4.29.2011

Repressed Happiness

It's been a good week.  Busy.  Exhausting.  And good.  I continued to learn this week that I repress my happiness.  I bottle up all the laughter, joy, and smiles and keep them way down inside and only let out the sadness, anger, and frustration.  Weird, right?

On Wednesday, we did an exercise in my Oscillation class where we learned to massage the belly.  Working through any possible blockages in the large intestine.  Blockages don't necessarily mean physical "stuff"... but tend to be the physical manifestations of a lot of our troubles.  We store a lot of emotion in our guts and having them massaged tends to bring it to surface.  There is one part of the massage where the masseuse gathers up all the tissue and goo that we have built up to protect our soft vulnerable little cores... and the client is asked to feel their true belly... the flat, inner, bare self.  The true uncovered, unprotected beautiful self.  Many people tend to cry at this point.

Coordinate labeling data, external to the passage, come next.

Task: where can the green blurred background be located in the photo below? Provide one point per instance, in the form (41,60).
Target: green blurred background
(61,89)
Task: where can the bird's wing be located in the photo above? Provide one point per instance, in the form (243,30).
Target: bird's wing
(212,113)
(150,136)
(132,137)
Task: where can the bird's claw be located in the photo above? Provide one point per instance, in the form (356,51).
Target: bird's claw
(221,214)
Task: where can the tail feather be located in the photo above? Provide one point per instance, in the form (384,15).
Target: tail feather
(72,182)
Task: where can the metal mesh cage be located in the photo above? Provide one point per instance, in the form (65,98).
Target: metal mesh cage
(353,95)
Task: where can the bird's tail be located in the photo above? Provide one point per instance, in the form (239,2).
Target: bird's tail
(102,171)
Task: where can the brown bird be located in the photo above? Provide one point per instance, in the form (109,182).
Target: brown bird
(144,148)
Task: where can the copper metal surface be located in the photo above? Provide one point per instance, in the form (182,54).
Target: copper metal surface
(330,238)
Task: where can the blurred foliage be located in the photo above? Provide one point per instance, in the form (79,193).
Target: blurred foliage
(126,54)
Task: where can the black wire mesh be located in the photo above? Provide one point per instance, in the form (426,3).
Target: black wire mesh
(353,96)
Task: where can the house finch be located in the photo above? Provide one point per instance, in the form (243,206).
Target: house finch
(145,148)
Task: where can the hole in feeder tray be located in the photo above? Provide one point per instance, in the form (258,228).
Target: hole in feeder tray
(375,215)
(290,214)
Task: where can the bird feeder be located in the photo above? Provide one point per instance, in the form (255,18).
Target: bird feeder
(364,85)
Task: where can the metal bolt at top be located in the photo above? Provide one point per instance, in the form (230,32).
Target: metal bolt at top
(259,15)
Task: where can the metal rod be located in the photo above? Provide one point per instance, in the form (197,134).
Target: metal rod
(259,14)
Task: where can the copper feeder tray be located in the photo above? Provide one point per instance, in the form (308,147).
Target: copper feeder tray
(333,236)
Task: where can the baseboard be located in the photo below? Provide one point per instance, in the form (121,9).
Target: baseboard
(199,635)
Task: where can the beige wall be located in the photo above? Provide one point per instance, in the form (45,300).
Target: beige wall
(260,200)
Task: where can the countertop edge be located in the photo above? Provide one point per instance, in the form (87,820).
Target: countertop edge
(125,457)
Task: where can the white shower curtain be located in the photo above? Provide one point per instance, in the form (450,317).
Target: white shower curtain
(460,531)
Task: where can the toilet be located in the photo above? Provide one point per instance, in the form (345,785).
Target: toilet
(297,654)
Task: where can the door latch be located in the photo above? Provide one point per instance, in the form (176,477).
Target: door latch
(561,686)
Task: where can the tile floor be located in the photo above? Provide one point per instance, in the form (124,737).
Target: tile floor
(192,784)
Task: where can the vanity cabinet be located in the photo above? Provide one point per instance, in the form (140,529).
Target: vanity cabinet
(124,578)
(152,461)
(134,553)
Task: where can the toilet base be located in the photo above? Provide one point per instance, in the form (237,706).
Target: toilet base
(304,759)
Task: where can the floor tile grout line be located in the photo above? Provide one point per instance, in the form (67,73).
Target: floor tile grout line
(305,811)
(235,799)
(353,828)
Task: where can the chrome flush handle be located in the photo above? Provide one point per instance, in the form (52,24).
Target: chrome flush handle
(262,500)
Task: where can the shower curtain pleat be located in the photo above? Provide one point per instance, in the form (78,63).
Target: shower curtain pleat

I volunteered to be the demo girl for this massage.  I laid on the table, bared my tummy, and prepared for the worst.  I was ready to start crying my eyes out - assuming I had some deep dark demons waiting to erupt.  I was wrong.  When it was my turn to feel my true tummy... I became elated.  Elation is really the only way I could describe it.  It was like a bright, warm, fuzzy, comfortable feeling... like that was where the happy Dania has been located all this time.  And it brought me right to a picture that I keep of myself from summer 2007.  I had just finished the Disney half marathon... I was healthy, I looked amazing, and I felt amazing.  I couldn't pry the smile off my face for the rest of the day.

I know I said I wouldn't linger on the past - and only look to the future.  That Disney picture is my motivation for the future.  I don't want to get back there.  I want to feel that way again.  Empowered, and for the few minutes after crossing the finish line - invincible.

After class, I addictively checked my e-mail on my iPhone... and discovered I had been selected to run in the Nike Women's Half Marathon in October.  What are the odds?  I ran this race in 2007.  I did the full marathon, loved the first half.  Hated the second half.  Entered the lottery in 2008 and I think again in 2009.  No success.  On a whim, I threw my name in the hat for this year's lottery.  Someone out there felt this was MY year to get back in the game.  Needless to say - I have a goal this year.  I will PR my fastest half and it will be at this race in October.  I have vague training plan lingering in a notebook somewhere... this weekend, I will dig it out and firm it up and get my tushie moving.

 Happy Dania is bursting at the seams and ready to run... the journey continues.

1 comment:

  1. You are an amazing person. I look forward to seeing you evolve.